D. Manuel Martins

A religião sempre dominou a mentalidade do Homem. A ânsia de entender o desconhecido ou a procura de conforto levaram-no a um patamar onde não se encontrava explicação racional. Do estranho passou a vulgar e do simples passou a complexo. Os rituais iniciais tornaram-se complexos e cada povo tentava criar uma origem, um passado comum.

De politeísta, adorador de vários deuses, o homem encontra o caminho mais satisfatório e torna-se monoteísta, um só Deus que tanto tem de castigador como de recompensador. Um Deus a quem são atribuídas as causas e as consequências, uma entidade que regulamenta as vidas de quem o crê. São milhões e a religião ganhou uma outra dimensão.

Das várias religiões, o Catolicismo, ganhou destaque. A igreja organiza-se e cria as suas hierarquias. O chefe da igreja católica é o Papa que tem autonomia nas suas decisões. Pode nomear os seus ajudantes e entre eles estão os bispos, pessoas com responsabilidade acrescida nos locais onde são destacados. Uma espécie de embaixadores da fé.

Manuel Martins nasceu no concelho de Matosinhos e formou-se nos seminários do Porto. Conclui o curso de Teologia e licencia-se em Direito Canónico em Roma. Foi professor e vice-reitor do Seminário Maior do Porto. A política levou-o a sofrer consequências e foi afastado do cargo. Serviu-lhe para arregaçar as mangas e fazer um trabalho louvável em prol de todos.

Em 16 de Julho de 1975, em pleno Verão quente, é nomeado bispo de Setúbal, o primeiro. Vai encontrar uma cidade em clima de instabilidade e de uma enorme carência. Entrosa-se com as comunidades locais tornando-se um filho da terra até 24 de Abril de 1998. O seu enorme coração, muito bem misturado com o trabalho desenvolvido, permitiu que inúmeras famílias recuperassem a dignidade e a sua essência original.

O papel da igreja, originalmente, mostrava-se através do auxílio aos mais necessitados, ou seja, de cariz social e humanitário, mote que este ser humano nunca esqueceu e teve sempre em mente. Os marginalizados também não foram esquecidos e a sua porta estava sempre aberta para um dedo de conversa. Algumas autarquias deram-lhe o título de cidadão honorário, condecorando-o com várias medalhas de mérito. O seu papel foi tão importante que uma das escolas secundárias lhe herdou o nome.

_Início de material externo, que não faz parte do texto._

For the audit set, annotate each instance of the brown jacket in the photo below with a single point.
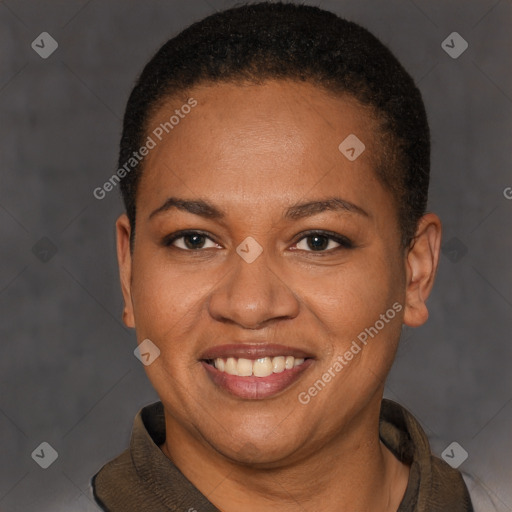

Num reduto vincadamente político e assumidamente comunista, a sua aceitação foi complicada. Entre pedras lançadas às portas das igrejas a linguagem menos própria, conseguir acalmar os ânimos e perceber que esses comportamentos eram sinónimo de revolta, de tristeza e de miséria. Rapidamente encontrou um caminho sinuoso e lamacento que se transformou num modo e objectivo de vida. Em pouco tempo, conquistou Gregos e Troianos, situação que parecia quase impossível.

Homem de palavras certeiras e sem papas na língua, dizia as verdades sem eufemismos nem paninhos quentes. Conseguiu dividir a classe em padres que acreditam e fazem e padres que são meros funcionários. É no seio do povo que se sente bem e todas as vertentes políticas lhe reconhecem o valor. Chegou a ser apelidado de Padre Vermelho pelo seu papel interventivo e assertivo.

Através dele, chegavam as denúncias de irregularidades e das enormes desigualdades sociais que eram presenciadas em seu redor. Durante um período de crise económica gravíssima, não teve problema algum em falar das arbitrariedades cometidas e da situação precária em que a classe trabalhadora se encontrava. Algumas situações mais complicadas terão sido resolvidas do seu próprio bolso, tal a urgência.

Este homem soube aliar a doutrina à realidade concreta e do dizer passou ao fazer com bastante desenvoltura e mestria. O seu papel foi tão importante que existe um busto seu em Leça do Balio e uma estátua em Almada. Em Gaia, um bairro, recuperado pela autarquia local, foi baptizado com o seu nome. Uma pessoa com um carácter destes não passa despercebida e foi condecorado com a Grã-Cruz da Ordem de Cristo e com o Galardão dos Direitos Humanos.

Deixou o mundo terreno no dia 24 de Setembro às 14h05m, no seio de familiares. Homem sempre crente na essência humana e no seu lado mais positivo, será para sempre lembrado como um revolucionário, um guerreiro que a fé iluminou e ensinou a lutar mostrando o caminho da verdade. Esteja onde estiver a maior recordação, além do seu extraordinário trabalho, será a sua postura pois conseguiu reunir todos os quadrantes da sociedade numa atitude de respeito e igualdade.